A mildly boring disclaimer from me

This blog is intended to share my personal weight loss/self-improvement journey with other people who may have had the same struggles or just need a little nudge in the right direction. I am not a professional or an expert on the matter. I AM an expert on myself, though, and I know what has and does work for me. Interested? Stay tuned... this is gonna be GREAT!

Thursday, August 4, 2011

Where I am

In the 13 weeks since I quit smoking, I have managed to gain 14 pounds and weighed in at 190 pounds yesterday morning.  I felt my heart simulaneously pound and break.  I heard my inner athlete whisper through choked-back tears, "That's only 10 pounds from 200. What are you doing to me?"  I'm scared, irritated with myself, and energized.  I know how to do this. I've done this before, and I can do this again.

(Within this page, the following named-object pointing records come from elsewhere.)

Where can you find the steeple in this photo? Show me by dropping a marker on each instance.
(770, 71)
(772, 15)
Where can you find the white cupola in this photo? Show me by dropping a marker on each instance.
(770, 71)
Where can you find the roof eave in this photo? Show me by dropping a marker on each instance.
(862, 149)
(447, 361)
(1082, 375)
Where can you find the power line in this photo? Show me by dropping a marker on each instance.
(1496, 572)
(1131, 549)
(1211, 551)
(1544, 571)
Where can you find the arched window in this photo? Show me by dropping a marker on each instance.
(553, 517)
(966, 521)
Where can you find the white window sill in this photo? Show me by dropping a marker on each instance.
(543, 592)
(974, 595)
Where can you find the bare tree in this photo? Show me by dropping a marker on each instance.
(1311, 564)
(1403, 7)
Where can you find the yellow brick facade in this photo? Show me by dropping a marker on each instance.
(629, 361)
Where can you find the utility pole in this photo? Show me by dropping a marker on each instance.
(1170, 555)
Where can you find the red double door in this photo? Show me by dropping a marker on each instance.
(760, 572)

Yesterday, I had a little less than 1400 calories in and burned approximately 1100.  I mowed for 80 minutes then went to the gym and pumped out 5.5 miles in 20 minutes.  Seeing the pool of sweat drops under that bike made me smile and reminded me how much I love and missed this.

Today, I'm so tempted to weigh, and I know better than to follow through with that.  I will only get discouraged when it doesn't budge.  Rome wasn't build in a day, and 5 pounds doesn't melt over night.  I am on day three of no sweets, increasing my water intake, taking my mult-vitamin, and increasing my activity level. So here we go!

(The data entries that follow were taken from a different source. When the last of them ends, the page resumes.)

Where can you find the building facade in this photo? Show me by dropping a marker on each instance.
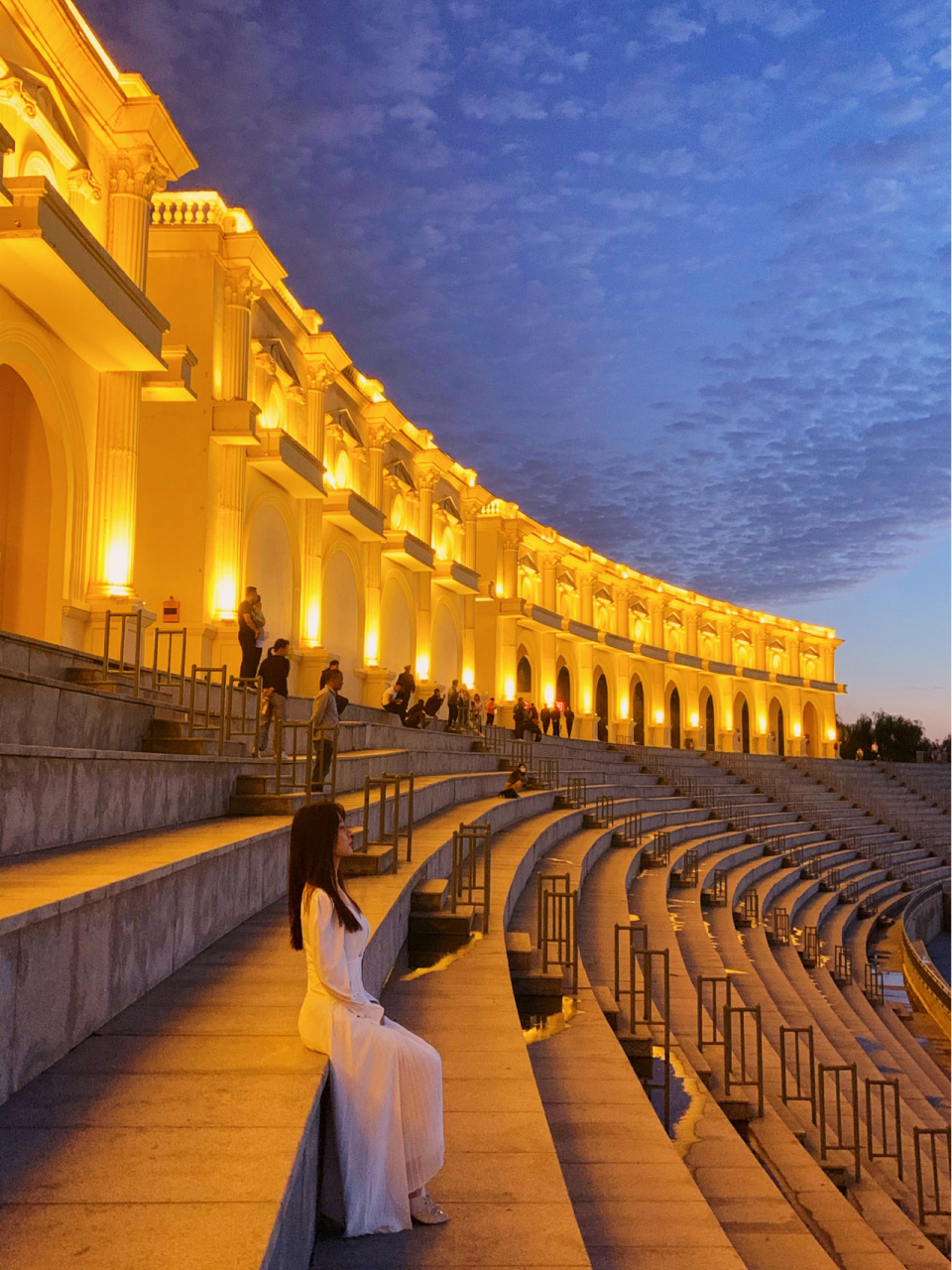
(176, 426)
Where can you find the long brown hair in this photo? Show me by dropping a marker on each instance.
(313, 833)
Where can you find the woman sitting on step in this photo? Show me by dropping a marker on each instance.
(515, 781)
(386, 1084)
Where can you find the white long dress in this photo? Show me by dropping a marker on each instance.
(386, 1083)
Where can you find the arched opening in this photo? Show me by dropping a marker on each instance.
(524, 677)
(395, 629)
(602, 706)
(638, 712)
(270, 566)
(28, 583)
(811, 731)
(777, 738)
(340, 615)
(444, 648)
(563, 689)
(708, 722)
(674, 716)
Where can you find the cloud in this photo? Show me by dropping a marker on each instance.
(503, 107)
(898, 151)
(685, 316)
(671, 27)
(777, 17)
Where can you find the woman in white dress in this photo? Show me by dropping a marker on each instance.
(386, 1084)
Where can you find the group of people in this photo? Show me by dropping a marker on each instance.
(465, 708)
(530, 721)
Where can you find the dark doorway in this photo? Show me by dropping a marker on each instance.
(524, 677)
(638, 714)
(602, 706)
(563, 689)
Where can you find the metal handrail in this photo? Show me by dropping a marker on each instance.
(158, 672)
(122, 620)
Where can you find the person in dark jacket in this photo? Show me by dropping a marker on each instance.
(515, 781)
(416, 715)
(433, 703)
(520, 719)
(275, 671)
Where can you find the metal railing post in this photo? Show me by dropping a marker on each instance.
(881, 1086)
(839, 1143)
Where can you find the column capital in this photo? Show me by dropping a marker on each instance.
(241, 286)
(320, 375)
(84, 183)
(377, 436)
(136, 172)
(426, 476)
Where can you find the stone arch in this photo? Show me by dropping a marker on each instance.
(673, 711)
(563, 685)
(812, 742)
(524, 674)
(397, 624)
(272, 564)
(775, 728)
(341, 612)
(601, 698)
(742, 724)
(26, 354)
(445, 645)
(708, 717)
(638, 710)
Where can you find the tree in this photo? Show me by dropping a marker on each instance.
(896, 738)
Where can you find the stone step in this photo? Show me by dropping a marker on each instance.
(367, 861)
(518, 951)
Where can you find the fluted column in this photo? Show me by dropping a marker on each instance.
(511, 559)
(690, 630)
(312, 520)
(240, 294)
(134, 181)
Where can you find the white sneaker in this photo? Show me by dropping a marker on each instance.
(426, 1210)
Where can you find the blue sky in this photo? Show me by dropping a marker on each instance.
(671, 276)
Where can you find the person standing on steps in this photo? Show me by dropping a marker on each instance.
(325, 716)
(386, 1083)
(452, 705)
(248, 634)
(405, 688)
(275, 671)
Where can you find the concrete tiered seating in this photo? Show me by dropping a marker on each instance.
(188, 1112)
(743, 869)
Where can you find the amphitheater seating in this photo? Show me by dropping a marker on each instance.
(158, 1107)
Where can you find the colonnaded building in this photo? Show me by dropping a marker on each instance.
(176, 425)
(682, 984)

My sister said something to me during the warrior dash that has been echoing in my mind ever since.  She said I've always had that internal drive- the stamina to endure physical exersion.  And when she said that, she had no idea that I was fighting a HUGE mental battle at that moment.  About a mile into the race, I started getting chills, nausea, a headache, dizziness, and I recognized these symptoms immediately.  I was on the verge of a heat-related illness which scared me.  One side of me was nudging me to tap out, quit...fail. The other side was calming me, talking me through it... "You know what to do. Slow down, back off, cool down, drink water.  You're fine; you've got this." 

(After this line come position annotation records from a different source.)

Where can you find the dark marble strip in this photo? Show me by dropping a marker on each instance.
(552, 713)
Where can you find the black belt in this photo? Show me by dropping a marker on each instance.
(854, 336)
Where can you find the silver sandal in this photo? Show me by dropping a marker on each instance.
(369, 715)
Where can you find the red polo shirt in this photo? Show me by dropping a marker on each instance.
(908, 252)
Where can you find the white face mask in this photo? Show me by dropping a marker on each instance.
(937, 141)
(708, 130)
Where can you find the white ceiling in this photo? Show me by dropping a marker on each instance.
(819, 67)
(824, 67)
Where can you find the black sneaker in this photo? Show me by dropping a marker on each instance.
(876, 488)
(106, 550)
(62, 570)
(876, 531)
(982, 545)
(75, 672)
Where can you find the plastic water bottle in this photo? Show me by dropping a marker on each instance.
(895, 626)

I began to think of all the things that I have done in my life that were harder, more miserable, and I survived them- hell I even dominated. I went through basic training in the summer of 1996 in South Carolina.  And it was HOT.  I was fully-dressed wearing combat boots, carrying a 35 pound ruck sack and an 8 pound M-16.  I drank water from lister bags with 3 inch cockroaches and rotting leaves floating in the top.  I have lost 60 pounds, kicked a food addiction, had my heart broken (repeatedly), quit smoking cigarettes, and learned to build my own life for the first time at 32 years old.  It's amazing what you can make yourself do when you don't give yourself a choice.